We have not had the reform of Companies House that we need, and we have delays with the introduction of the property register. We need proper enforcement in this area. Conservative Members have trumpeted the fact that the maximum prison term will be doubled, which is right, but when the Secretary of State was talking about convictions, he talked about all convictions in the area of duty as well. He mentioned the figure of 650. Let’s have a reality check on how many of those relate to complex tax crime. In 2017-18, only 88 criminal investigations were opened into serious and complex tax crime, and the number of criminal convictions since 2015 is 22, which is rather different from that 600-plus figure trumpeted earlier.

We also need an appropriately funded HMRC. I am rather less blasé about the reductions in headcount in HMRC than Government Members appear to be. That those numbers are falling faster in this country than in any other European country aside from Greece is something we should be worried about, particularly in relation to the size of the wealthy unit, as was appropriately mentioned by the hon. Member for Glasgow South West (Chris Stephens). Even aside from those numbers, the staff turnover at HMRC is one of the highest worldwide and morale has dropped precipitously. I encourage those on the Government Front Bench to get a grip of the contract that is driving the changing nature of the HMRC estate and see whether it is delivering value for money. It is not; all the upheaval is costing money. HMRC has lost 17,000 years of staff experience in the last year alone through redundancies and departures.

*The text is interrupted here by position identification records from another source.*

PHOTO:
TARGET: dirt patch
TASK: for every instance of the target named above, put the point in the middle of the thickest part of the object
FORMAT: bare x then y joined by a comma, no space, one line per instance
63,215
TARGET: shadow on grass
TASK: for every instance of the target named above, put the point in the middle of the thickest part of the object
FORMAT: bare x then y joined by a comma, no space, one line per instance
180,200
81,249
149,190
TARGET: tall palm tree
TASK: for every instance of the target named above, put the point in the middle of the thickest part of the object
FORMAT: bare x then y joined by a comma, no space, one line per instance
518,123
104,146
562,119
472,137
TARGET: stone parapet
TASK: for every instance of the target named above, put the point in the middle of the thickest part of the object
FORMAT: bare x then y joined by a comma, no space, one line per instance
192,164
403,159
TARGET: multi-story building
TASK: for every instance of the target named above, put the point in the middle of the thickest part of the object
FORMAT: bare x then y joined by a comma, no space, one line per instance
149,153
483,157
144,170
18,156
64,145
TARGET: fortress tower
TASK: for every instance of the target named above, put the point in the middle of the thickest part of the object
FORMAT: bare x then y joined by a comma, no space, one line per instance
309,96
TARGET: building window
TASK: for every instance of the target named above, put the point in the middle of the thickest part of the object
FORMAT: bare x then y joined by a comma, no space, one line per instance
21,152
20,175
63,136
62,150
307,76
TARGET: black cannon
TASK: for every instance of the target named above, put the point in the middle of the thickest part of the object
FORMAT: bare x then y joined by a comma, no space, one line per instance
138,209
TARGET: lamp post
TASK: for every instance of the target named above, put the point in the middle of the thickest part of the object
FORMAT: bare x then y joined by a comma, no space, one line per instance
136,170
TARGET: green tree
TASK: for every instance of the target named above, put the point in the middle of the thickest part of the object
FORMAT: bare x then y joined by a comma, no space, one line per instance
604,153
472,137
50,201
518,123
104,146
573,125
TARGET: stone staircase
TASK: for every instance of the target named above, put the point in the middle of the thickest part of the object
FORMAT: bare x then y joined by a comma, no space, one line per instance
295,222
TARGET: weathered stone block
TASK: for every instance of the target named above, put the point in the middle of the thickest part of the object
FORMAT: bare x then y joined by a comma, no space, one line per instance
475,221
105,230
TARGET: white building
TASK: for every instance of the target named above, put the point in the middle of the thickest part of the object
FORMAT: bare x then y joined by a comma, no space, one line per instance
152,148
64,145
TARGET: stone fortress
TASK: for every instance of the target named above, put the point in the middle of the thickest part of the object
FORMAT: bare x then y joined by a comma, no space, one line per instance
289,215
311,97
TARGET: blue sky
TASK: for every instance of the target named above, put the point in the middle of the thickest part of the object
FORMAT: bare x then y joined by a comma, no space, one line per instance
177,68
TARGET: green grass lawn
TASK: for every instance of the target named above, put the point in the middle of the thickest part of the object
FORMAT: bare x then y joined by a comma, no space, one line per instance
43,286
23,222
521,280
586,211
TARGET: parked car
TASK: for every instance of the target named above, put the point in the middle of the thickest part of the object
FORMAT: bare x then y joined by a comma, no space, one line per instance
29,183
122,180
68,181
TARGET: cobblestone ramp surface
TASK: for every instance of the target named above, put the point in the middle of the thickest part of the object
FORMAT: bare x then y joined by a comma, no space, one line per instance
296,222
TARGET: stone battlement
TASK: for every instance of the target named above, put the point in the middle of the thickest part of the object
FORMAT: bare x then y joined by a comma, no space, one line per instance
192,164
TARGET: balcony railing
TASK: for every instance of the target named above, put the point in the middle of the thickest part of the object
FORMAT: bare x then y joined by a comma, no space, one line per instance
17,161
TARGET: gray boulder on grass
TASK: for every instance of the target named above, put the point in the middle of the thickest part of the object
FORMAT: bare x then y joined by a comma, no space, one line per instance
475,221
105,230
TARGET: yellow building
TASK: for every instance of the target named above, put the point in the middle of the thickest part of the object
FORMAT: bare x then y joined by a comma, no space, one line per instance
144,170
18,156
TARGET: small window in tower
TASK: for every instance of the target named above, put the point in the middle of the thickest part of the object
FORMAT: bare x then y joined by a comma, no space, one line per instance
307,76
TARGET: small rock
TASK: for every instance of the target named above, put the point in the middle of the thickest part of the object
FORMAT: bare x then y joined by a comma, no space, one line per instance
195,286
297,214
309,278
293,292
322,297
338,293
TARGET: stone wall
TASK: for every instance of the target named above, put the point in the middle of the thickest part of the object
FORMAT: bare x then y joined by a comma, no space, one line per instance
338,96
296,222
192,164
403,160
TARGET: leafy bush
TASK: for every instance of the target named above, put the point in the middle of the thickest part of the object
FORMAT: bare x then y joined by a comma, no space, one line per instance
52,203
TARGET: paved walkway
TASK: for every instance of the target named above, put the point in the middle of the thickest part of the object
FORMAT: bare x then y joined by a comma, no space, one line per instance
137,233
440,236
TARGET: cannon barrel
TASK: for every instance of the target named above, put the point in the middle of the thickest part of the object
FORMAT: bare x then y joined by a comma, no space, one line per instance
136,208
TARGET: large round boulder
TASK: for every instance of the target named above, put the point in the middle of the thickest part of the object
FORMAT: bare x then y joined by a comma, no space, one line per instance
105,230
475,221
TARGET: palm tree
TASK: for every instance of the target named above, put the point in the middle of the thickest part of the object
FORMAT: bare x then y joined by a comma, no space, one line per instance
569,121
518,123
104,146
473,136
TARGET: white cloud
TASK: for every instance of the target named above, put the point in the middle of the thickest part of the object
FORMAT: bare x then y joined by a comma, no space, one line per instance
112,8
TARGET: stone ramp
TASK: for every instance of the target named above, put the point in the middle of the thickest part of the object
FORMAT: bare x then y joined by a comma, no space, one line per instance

We are told continually that the tax gap has been dropping, but as many speakers have said, the definition of “tax gap” is highly contested and does not include many different aspects of profit shifting. Groups such as Tax Watch UK have adopted a much more sensible approach that looks at overall profits, and of course if we had CBCR, we could assess that even better. We also need to interrogate the 100 additional measures mentioned by the Government. I encourage Conservative Members to look at the difference in those measures between what the Government initially proposed and what happened after consultation. The kinds of processes rightly mentioned by my hon. Friend the Member for Coventry South were evident. Measures are being watered down time and again.

Overall, we know from the evidence that people feel that the Government are not doing enough to tackle tax avoidance and evasion. We know that from the figures, and also from people’s experience of the tax system. If we took the money that is owed by some of those tech companies alone, we would have the funds that we need to, for example, almost double school funding in the north-east.

The Government have a decision to make. They can keep cutting services, or they can generate the funds that are needed from a fair tax system. I hope that they will finally step up to the plate.